Nanyang Business School Forum on Risk Management and Insurance

Marginal Cost of Risk-Based Capital and Risk Taking

by | Aug 21, 2018 | Investment, Non-life insurance, Risk Taking | 0 comments

Tags: Risk-Based Capital, Regulation, Risk Taking, Insurance, IRFRC
More from: Tao Chen, Jing Rong Goh, Shinichi Kamiya, Pingyi Lou

Editor’s Note: Posted by Pingyi Lou. Pingyi Lou, Tao Chen, Jing Rong Goh, and Shinichi Kamiya are from Nanyang Technological University.

Capital regulations serve to discourage financial institutions from excessive risk-taking and to prevent their insolvency by ensuring that these institutions hold adequate capital. However, their effectiveness in discouraging risk-taking behavior is debatable.

In this study, we show that particular interactions between the risk categories assumed in required capital calculations may encourage risk taking by lowering the marginal cost of undertaking additional risks. To illustrate this relationship analytically, we utilize the structure of the risk-based capital (RBC) calculation for U.S. insurance companies and show that the predetermined interactions underlying the square root rule of the RBC formula (i.e., the square root of the sum of the squared risk charges) explicitly assigns the marginal cost of each risk category.

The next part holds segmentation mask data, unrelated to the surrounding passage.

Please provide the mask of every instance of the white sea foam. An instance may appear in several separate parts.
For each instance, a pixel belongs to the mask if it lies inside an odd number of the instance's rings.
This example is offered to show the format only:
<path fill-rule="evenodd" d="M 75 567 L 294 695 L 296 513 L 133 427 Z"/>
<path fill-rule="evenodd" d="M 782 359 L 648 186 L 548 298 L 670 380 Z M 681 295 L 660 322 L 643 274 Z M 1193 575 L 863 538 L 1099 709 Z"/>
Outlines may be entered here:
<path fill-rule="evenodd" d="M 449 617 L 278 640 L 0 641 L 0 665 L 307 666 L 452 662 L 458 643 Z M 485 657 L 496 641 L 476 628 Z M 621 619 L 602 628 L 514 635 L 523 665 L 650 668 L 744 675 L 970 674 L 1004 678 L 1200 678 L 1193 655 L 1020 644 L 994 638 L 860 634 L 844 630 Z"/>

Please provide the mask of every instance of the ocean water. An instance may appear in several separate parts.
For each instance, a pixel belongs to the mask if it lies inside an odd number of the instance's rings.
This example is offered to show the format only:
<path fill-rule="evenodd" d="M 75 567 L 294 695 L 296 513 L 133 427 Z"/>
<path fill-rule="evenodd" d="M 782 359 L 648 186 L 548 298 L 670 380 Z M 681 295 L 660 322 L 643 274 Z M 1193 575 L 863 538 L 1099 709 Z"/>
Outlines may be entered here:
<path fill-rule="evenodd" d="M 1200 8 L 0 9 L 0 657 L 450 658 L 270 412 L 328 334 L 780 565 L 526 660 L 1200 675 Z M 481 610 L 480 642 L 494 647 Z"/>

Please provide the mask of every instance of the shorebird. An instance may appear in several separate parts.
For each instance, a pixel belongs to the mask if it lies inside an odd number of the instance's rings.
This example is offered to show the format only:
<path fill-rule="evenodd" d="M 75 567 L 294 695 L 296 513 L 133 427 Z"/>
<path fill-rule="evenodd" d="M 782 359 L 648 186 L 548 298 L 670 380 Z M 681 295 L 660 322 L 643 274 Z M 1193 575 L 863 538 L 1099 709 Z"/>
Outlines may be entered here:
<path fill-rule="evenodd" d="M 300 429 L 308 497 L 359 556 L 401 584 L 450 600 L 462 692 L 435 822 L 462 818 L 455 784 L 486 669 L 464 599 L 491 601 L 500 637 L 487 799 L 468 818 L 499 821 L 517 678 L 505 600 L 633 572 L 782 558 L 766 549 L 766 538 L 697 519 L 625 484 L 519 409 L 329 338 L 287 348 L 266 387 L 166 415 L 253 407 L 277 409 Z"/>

Under the current U.S. RBC system, there are six risk categories for P&C insurance companies and each category is subjected to capital charges. As mentioned earlier on, the square root rule applied in the RBC calculation incorporates the assumption of independence between risk categories. Due to the nonlinearity of the square root rule, the marginal RBC cost of a risk category is inevitably dependent on other risk categories. Specifically, if a certain risk category contributes a lower proportion to the total risk charge, this will result in a lower capital cost for an additional dollar increase in this risk category, relative to other risk categories. When the marginal cost of risky investment is reduced, insurers may then take advantage of the opportunity to seek a higher profit at a lower capital cost. This illustrates a specific channel through which the built-in diversification benefits of the RBC system may have unintended consequences on the risk-taking behavior of insurance companies.

In our empirical analyses, we examine how the RBC formula affects P&C insurers’ risk-taking behavior in fixed-income (FI) security holdings, the largest portion of total investments by P&C insurers. Using a sample of U.S. P&C insurance companies from 2003 to 2010, we find that insurers with a lower marginal RBC cost of FI investments at the beginning of the year increase the amount of risk taken in their portfolio of FI investments for that year.

To mitigate the endogeneity concern, we examine the impact of an exogenous shock on the marginal RBC cost of FI security holdings. We investigate how insurers adjust their investment behavior after getting hit by the two costliest natural disasters in U.S. history, Hurricane Katrina and Hurricane Sandy. Both hurricanes caused affected insurers to amass huge loss reserves for their claimants and raised their capital requirement for reserve risk. This implies that for a given amount of risky FI investment, an increase in the capital charge of reserve risk translates to a decrease in RBC costs for acquiring additional units of risky FI securities. We document that insurers reporting higher coverage relevant to hurricane loss in severely affected states undertook more risk in their bond investments and purchased more risky bonds after those hurricanes. Our result is robust to controlling for shocks on capital adequacy.

Our analysis of the natural disasters highlights the unintended consequence of predetermined interactions between the risk categories incorporated within the square root rule of the RBC calculation. We document that insurers failed to control their overall risk where an increase in risky bond investment increases the firm’s volatility of return on assets (ROA) and overall insolvency probability as measured by the z-score. Our results call for caution in the design of capital regulations.

Assuming particular interactions between risk categories is a common practice in aggregating risks for the purpose of setting the minimum required capital for financial institutions. Our results and regulatory implications are thus not only limited to the U.S. insurance industry, but are also applicable to the broader regions of the banking and financial industry.